The authors of the new study said they believe their findings would apply to the United Kingdom variant as well as the more common coronavirus. The reason: The immune responses target hundreds of different pieces of the virus, few of which are affected by the mutations seen so far. The consensus is that the coronavirus would need a tremendous number of transmission-enhancing mutations in concert to evade natural or vaccine-induced immunity.
“There’s a lot of different arms of the immune system recognizing the virus. So if you have a mutation, it wouldn’t evade all these different arms,” said Daniela Weiskopf, a co-author of the study and a researcher at the La Jolla Institute for Immunology.

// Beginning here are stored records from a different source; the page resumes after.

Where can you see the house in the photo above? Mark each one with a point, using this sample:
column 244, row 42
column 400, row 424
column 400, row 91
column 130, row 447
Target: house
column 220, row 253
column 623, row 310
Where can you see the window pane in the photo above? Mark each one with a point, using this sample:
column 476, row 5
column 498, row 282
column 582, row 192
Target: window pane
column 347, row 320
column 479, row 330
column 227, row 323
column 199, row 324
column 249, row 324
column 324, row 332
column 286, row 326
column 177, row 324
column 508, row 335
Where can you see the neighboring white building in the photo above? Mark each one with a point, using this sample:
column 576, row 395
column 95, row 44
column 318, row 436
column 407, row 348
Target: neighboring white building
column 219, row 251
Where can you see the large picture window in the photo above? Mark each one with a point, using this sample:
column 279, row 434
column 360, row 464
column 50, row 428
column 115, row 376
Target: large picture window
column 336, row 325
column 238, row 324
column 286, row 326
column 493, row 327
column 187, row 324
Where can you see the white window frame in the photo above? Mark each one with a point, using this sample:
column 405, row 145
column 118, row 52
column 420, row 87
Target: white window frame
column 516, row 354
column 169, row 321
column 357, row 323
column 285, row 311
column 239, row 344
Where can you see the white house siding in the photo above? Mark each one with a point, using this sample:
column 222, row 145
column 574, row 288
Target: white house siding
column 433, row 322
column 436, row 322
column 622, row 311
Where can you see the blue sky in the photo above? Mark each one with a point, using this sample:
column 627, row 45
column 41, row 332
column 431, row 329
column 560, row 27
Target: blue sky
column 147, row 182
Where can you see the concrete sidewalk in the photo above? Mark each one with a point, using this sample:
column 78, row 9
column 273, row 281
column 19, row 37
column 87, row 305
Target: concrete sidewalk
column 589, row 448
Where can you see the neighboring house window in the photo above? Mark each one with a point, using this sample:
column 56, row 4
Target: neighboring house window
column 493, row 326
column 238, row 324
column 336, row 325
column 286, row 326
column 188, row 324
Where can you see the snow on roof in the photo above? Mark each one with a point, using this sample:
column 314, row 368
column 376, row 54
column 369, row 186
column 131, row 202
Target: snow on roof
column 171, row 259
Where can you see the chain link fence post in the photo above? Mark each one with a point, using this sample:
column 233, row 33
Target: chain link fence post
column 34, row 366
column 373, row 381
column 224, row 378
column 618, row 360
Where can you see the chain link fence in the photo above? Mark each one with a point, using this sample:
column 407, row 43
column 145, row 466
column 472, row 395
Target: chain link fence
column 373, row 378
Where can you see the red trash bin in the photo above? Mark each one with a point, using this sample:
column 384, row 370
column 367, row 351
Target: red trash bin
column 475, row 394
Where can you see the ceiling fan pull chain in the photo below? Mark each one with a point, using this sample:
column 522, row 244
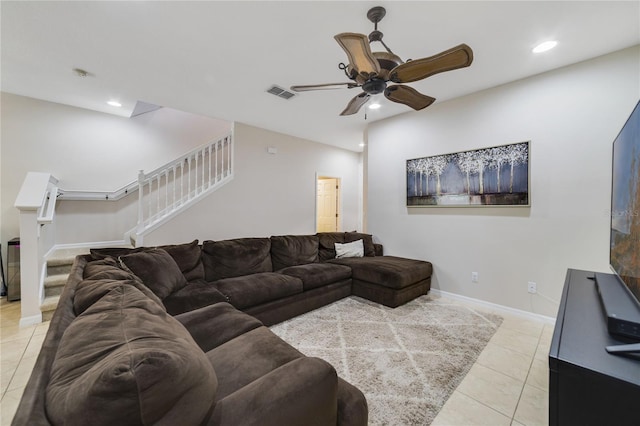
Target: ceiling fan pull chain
column 343, row 67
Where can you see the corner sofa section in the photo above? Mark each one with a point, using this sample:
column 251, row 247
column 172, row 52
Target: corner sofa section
column 183, row 334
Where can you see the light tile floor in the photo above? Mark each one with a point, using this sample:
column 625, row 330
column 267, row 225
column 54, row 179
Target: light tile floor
column 508, row 384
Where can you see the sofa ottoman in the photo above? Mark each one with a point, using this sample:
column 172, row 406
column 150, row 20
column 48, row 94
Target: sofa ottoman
column 389, row 280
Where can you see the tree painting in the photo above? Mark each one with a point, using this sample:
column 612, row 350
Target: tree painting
column 438, row 164
column 466, row 165
column 499, row 156
column 471, row 178
column 516, row 154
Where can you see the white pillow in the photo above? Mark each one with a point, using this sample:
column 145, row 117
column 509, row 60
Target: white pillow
column 353, row 249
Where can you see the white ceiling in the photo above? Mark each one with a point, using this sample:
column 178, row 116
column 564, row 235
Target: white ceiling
column 219, row 58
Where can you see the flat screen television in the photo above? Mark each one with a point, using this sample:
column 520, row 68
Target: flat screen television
column 624, row 254
column 620, row 292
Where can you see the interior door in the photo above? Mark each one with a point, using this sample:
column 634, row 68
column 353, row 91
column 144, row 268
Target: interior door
column 327, row 204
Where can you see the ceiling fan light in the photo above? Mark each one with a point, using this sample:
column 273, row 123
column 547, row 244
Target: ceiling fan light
column 543, row 47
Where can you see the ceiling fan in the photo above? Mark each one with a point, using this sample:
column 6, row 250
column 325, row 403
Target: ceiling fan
column 372, row 71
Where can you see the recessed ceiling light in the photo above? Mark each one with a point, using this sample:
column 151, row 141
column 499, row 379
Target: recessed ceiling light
column 543, row 47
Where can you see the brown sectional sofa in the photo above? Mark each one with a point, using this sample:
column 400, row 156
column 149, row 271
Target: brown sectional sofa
column 183, row 337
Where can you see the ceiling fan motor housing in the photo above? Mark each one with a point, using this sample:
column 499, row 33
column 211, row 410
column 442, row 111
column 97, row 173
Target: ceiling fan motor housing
column 374, row 86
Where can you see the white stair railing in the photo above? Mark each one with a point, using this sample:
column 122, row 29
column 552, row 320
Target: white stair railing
column 180, row 183
column 36, row 202
column 162, row 194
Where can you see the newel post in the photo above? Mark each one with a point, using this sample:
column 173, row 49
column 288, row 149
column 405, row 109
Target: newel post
column 140, row 226
column 29, row 201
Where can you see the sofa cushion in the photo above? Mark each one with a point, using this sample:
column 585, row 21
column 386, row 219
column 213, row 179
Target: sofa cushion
column 291, row 250
column 235, row 258
column 352, row 249
column 102, row 276
column 144, row 369
column 327, row 241
column 249, row 357
column 251, row 290
column 105, row 268
column 387, row 271
column 214, row 325
column 194, row 295
column 157, row 270
column 314, row 275
column 186, row 255
column 367, row 240
column 89, row 291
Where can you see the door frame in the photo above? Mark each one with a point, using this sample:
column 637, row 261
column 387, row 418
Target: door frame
column 338, row 178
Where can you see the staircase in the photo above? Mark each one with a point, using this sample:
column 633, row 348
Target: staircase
column 162, row 194
column 58, row 268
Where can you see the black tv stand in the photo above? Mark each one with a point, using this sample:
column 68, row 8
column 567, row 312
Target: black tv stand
column 588, row 385
column 632, row 348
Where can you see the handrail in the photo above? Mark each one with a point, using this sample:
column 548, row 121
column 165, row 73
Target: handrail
column 48, row 208
column 179, row 183
column 163, row 194
column 86, row 195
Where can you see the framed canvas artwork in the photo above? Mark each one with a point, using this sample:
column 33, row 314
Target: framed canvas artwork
column 496, row 176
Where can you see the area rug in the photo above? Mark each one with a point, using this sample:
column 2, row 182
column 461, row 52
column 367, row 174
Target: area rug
column 407, row 360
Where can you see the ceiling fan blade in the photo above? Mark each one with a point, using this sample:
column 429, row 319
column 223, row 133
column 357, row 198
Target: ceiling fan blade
column 356, row 46
column 355, row 104
column 408, row 96
column 457, row 57
column 327, row 86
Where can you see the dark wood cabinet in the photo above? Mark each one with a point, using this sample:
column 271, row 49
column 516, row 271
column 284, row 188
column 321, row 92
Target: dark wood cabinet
column 587, row 385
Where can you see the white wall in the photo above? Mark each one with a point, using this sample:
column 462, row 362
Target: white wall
column 571, row 117
column 271, row 194
column 91, row 151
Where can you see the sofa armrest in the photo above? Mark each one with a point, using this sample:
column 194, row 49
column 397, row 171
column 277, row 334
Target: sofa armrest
column 213, row 325
column 301, row 392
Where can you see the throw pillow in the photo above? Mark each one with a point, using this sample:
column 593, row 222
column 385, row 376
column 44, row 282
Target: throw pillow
column 353, row 249
column 144, row 368
column 157, row 270
column 367, row 241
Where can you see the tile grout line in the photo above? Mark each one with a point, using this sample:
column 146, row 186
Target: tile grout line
column 525, row 380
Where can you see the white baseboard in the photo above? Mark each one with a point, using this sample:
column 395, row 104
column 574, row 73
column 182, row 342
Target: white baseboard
column 496, row 307
column 32, row 320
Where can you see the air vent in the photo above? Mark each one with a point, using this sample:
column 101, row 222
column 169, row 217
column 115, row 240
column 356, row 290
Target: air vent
column 280, row 92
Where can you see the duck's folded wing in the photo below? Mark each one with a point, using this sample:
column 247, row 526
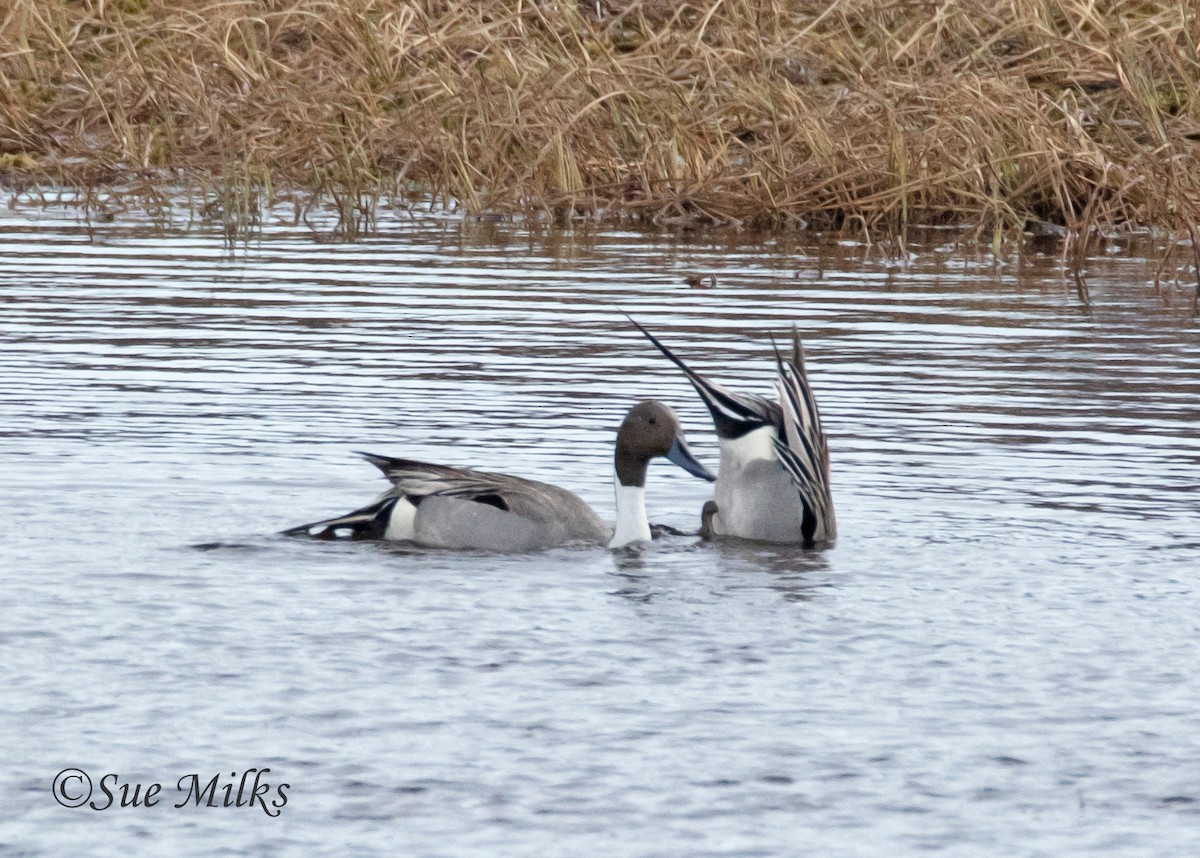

The immune response to a virus builds gradually, peaks, then begins to contract – but can reach a plateau, and stay there for a long period. After eight months, Weiskopf said, most people who have been infected by the coronavirus and recovered appear to have relatively stable immunity.
“It’s not decaying any further. Based on that, it might be good for many more months, or years,” Weiskopf said.
The full duration of immunity has to remain speculative for now, because the novel coronavirus has been circulating in human beings for barely a year and there isn’t long-term data. The oldest specimens studied by the La Jolla team were obtained about nine months ago, Weiskopf said.
Stanley Perlman, a University of Iowa virologist who was not part of the research team, said the study is welcome news given that some early reports last spring suggested that immunity to the coronavirus might wane quickly.
“This is more believable, and this is done well. This supports the notion that there’s going to be immunity for some period of time,” Perlman said.